I came across an AWS Ubuntu 10.04 server running PHP 5.3.x that not was automatically clearing expired PHP session files. They were stacking up in /var/lib/php5/, to the tune of about 207k files and 834MB in just a few months. On an AWS EC2 instance with an 8GB boot partition, that was over 10% of the disk! If left unattended the issue would cause a system failure in a matter of months.
What the heck? The Ubuntu configuration for AWS is practically bullet proof. Linux has never been easier. Even log rotation works out of the box.
Did some investigation. First off, the php.ini file was setup to never garbage collect.
session.gc_probability = 0
That actually makes a lot of sense to me, thank you Ubuntu.
PHP can be configured to clean up expired sessions based on a random ‘/roll’, as configured by gc_probability / gc_divisor. That doesn’t sound very robust. I am not actually certain a user who’s request happens to trigger the cleanup would notice, but it raises my spidey sense in terms of race conditions, multi-threading errors, and the kind of strange bugs that are never replicable. Triggering disk cleanup at the exact millisecond you are trying to serve a request to a user – if it sounds like a bad idea, it probably is!
It makes more sense to control this sort of cleanup task with cron. As it turns out, in /etc/cron.d/php the following job runs twice an hour (at :09 and :39 of every hour).

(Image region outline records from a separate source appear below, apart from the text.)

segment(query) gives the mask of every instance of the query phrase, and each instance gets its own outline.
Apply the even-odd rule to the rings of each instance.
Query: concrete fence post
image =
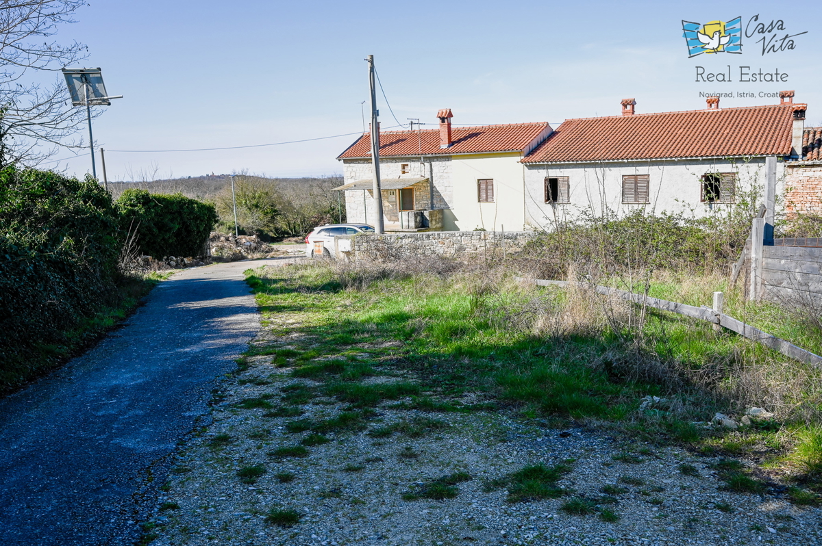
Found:
[[[762,255],[764,239],[765,219],[754,218],[750,227],[750,290],[749,295],[752,301],[762,298]]]

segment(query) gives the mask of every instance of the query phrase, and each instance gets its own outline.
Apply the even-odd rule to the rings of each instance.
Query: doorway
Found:
[[[399,210],[414,210],[413,188],[399,190]]]

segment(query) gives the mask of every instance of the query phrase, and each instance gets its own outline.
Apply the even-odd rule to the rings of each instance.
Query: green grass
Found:
[[[267,470],[266,467],[262,465],[255,465],[253,466],[243,466],[240,470],[237,470],[237,477],[240,479],[243,484],[248,484],[252,485],[256,484],[257,479],[266,474]]]
[[[486,490],[507,487],[508,502],[527,502],[543,498],[558,498],[566,493],[556,482],[570,472],[567,465],[546,466],[529,465],[510,475],[487,482]]]
[[[308,457],[309,452],[304,446],[286,446],[284,447],[277,447],[270,452],[269,455],[278,459],[284,459],[287,457]]]
[[[473,479],[471,475],[467,472],[455,472],[423,484],[413,490],[403,494],[403,498],[407,501],[418,498],[430,498],[437,501],[456,498],[457,495],[459,494],[459,488],[457,487],[457,484],[470,481]]]
[[[266,515],[266,523],[280,527],[291,527],[299,523],[302,516],[293,508],[271,508]]]

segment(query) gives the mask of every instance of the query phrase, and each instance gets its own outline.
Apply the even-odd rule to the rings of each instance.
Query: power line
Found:
[[[376,75],[376,83],[380,84],[380,90],[382,91],[382,98],[386,99],[386,106],[388,107],[388,111],[391,112],[391,117],[394,118],[395,122],[399,124],[400,127],[405,128],[408,124],[406,123],[405,125],[403,125],[402,123],[399,123],[399,120],[398,120],[397,117],[394,115],[394,110],[391,109],[391,105],[388,103],[388,97],[386,96],[386,90],[382,89],[382,82],[380,81],[380,73],[376,71],[376,68],[374,69],[374,74]]]

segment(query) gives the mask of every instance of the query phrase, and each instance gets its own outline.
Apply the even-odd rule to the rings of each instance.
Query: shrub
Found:
[[[214,205],[185,197],[145,190],[126,190],[115,203],[123,232],[137,234],[143,254],[197,256],[217,223]]]
[[[121,245],[92,178],[0,171],[0,388],[67,356],[72,331],[115,298]]]

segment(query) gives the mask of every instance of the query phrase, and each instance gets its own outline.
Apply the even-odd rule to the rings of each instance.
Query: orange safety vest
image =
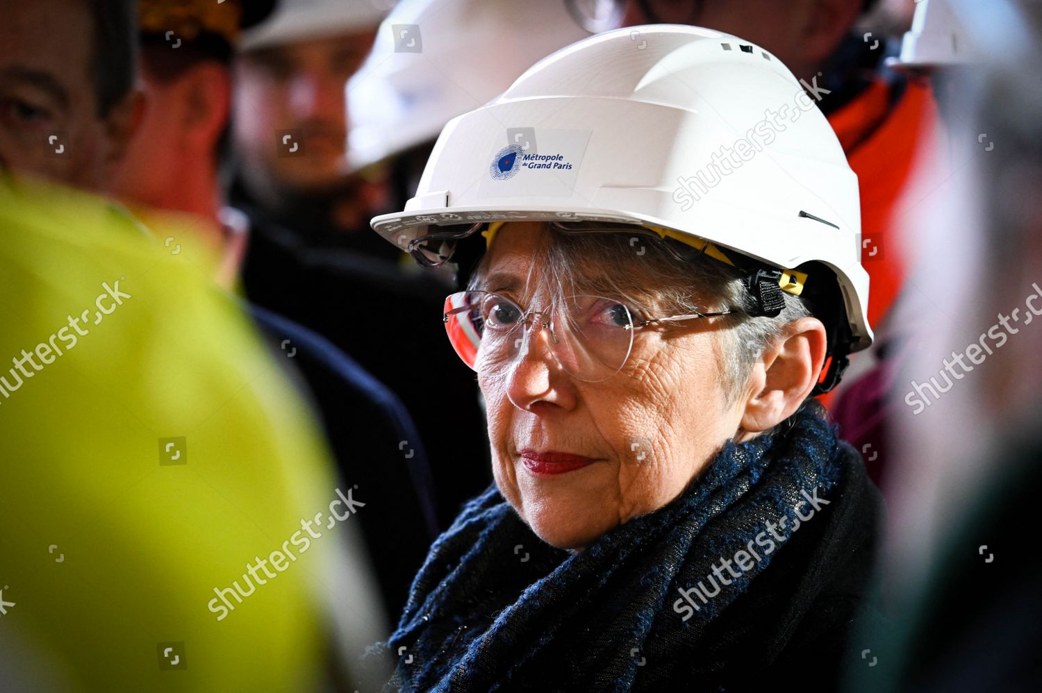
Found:
[[[828,116],[861,190],[862,265],[868,272],[868,324],[874,328],[900,291],[905,263],[894,212],[909,182],[918,143],[937,123],[929,88],[910,80],[896,102],[892,85],[876,79]]]

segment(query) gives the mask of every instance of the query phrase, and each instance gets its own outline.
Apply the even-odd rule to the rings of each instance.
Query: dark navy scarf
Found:
[[[879,512],[861,456],[805,410],[728,442],[668,505],[576,554],[492,487],[433,544],[376,646],[397,658],[387,690],[737,690],[802,667],[823,684]]]

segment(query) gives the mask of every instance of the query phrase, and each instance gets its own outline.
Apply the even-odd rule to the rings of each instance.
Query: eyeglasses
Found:
[[[626,222],[598,222],[598,221],[561,221],[556,219],[542,220],[551,228],[567,233],[577,236],[584,233],[605,233],[617,232],[630,236],[646,237],[648,239],[661,239],[662,236],[650,228],[641,226],[638,223]],[[489,222],[446,224],[442,226],[424,226],[424,231],[429,228],[437,228],[431,232],[421,232],[419,237],[406,244],[405,249],[413,256],[420,267],[436,269],[451,259],[455,252],[456,244],[477,231],[488,227]],[[676,259],[688,261],[690,257],[681,253],[676,247],[666,244],[663,246]],[[702,246],[704,252],[710,247],[709,244]]]
[[[603,296],[575,295],[549,311],[525,311],[499,294],[461,291],[445,299],[449,342],[479,374],[499,375],[527,355],[540,327],[554,361],[572,377],[600,382],[618,373],[634,345],[634,332],[652,324],[729,315],[691,313],[635,321],[629,308]]]

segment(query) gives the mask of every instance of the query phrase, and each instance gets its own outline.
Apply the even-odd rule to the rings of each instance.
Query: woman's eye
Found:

# /etc/cron.d/php5: crontab fragment for php5 # This purges session files older than X, where X is defined in seconds # as the largest value of session.gc_maxlifetime from all your php.ini # files, or 24 minutes if not defined. See /usr/lib/php5/maxlifetime # Look for and purge old sessions every 30 minutes 09,39 * * * * root [ -x /usr/lib/php5/maxlifetime ] && [ -d /var/lib/php5 ] && find /var/lib/php5/ -depth -mindepth 1 -maxdepth 1 -type f -cmin +$(/usr/lib/php5/maxlifetime) -delete
Note this reference: /usr/lib/php5/maxlifetime
Turned out on this server, the maxlifetime file did not exist! So the cron job wasn’t doing anything. The one line command does the following:
- If /usr/lib/php5/maxlifetime exists and is executable, and…
- If the /var/lib/php5/ directory exists, then…
- Find the files in the php session directory X minutes older than the value reported by maxlifetime, and delete them.
I created that file and set it to echo the number of minutes the sessions should be kept around for:
sudo chmod +x /usr/lib/php5/maxlifetime cat /usr/lib/php5/maxlifetime #!/bin/bash echo "60"
In this case, one hour seemed prudent. The default gc_maxlifetime is 1440, which is 24 minutes. Watch out: the find command cmin argument is in minutes, but the php gc_maxlifetime is in seconds.